Here’s the thing: many STDs can be asymptomatic for years. That means, you can have an infection and not know it. For years. Like before you were even dating or even married. It’s possible you or your partner may have contracted an infection – and did not know about it – so a positive test does not necessarily mean that someone has been unfaithful.
Genital herpes symptoms, for example, can be a “no show” for quite a while. Most cases of chlamydia and gonorrhea can be present with no symptoms as well. So, even if you request that your partner take an STD test and it comes back positive, it’s completely possible that one of you may have contracted the infection before dating and didn’t know it.

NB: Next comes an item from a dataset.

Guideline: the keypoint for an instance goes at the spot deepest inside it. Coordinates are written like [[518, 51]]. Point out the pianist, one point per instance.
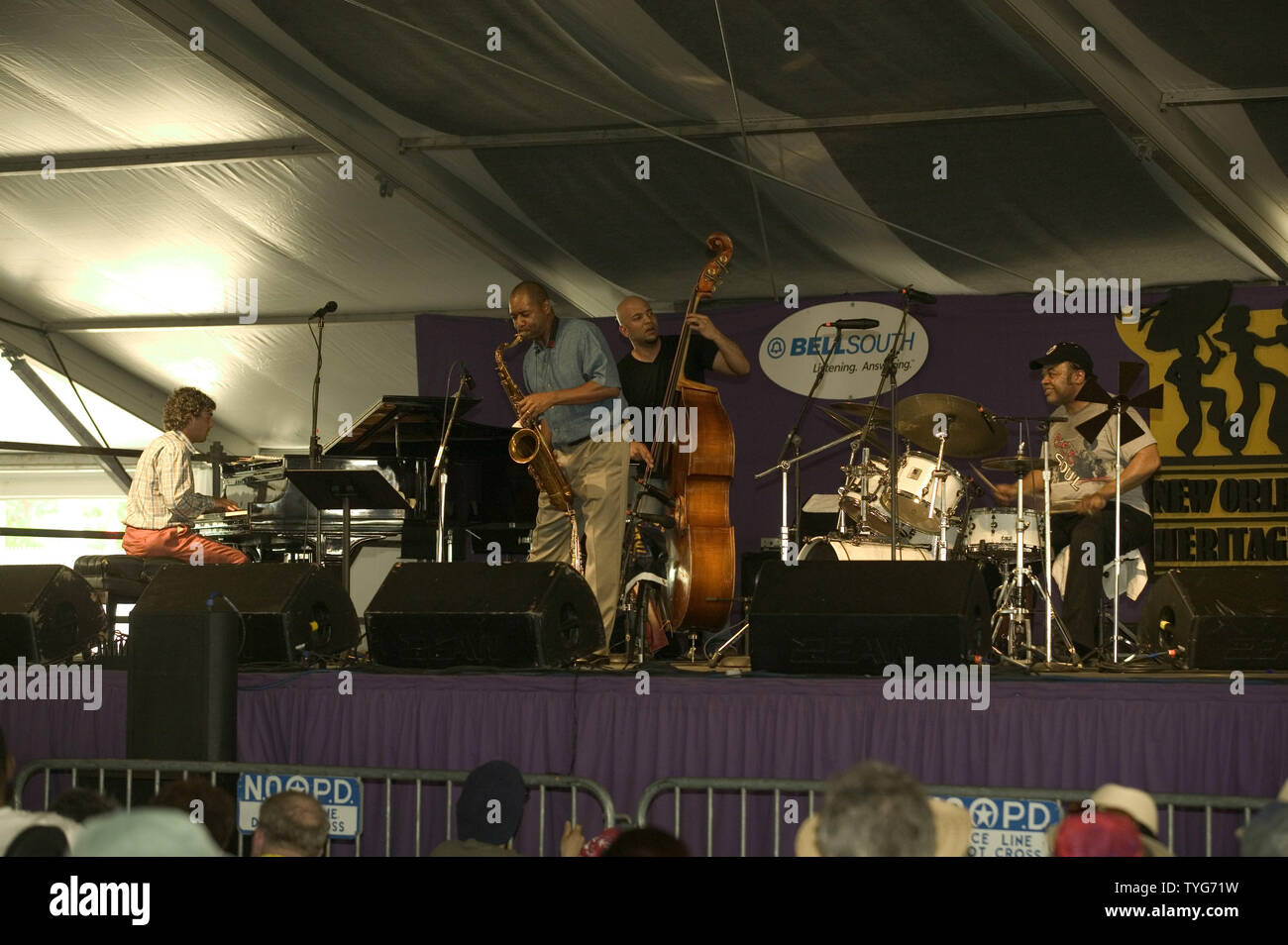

However if you both have been tested recently and were negative, and then a positive test shows up, that may tell a different story. And simply posing the suggestion to get tested can be very telling based on your partner’s reaction. If you and your partner are truly in a trusting relationship, this shouldn’t be a problem for either party. But if he or she is hesitant or questions the idea at all, it might be time to sit down and talk about the reasons why. And if he or she refuses to get tested, how much do they really care for you?
So what do we suggest? Get tested with your partner before starting a new sexual relationship. Make it a rule that you never break. Then you’ll both know your sexual health status from the beginning of the relationship, and you won’t have to live in the dark.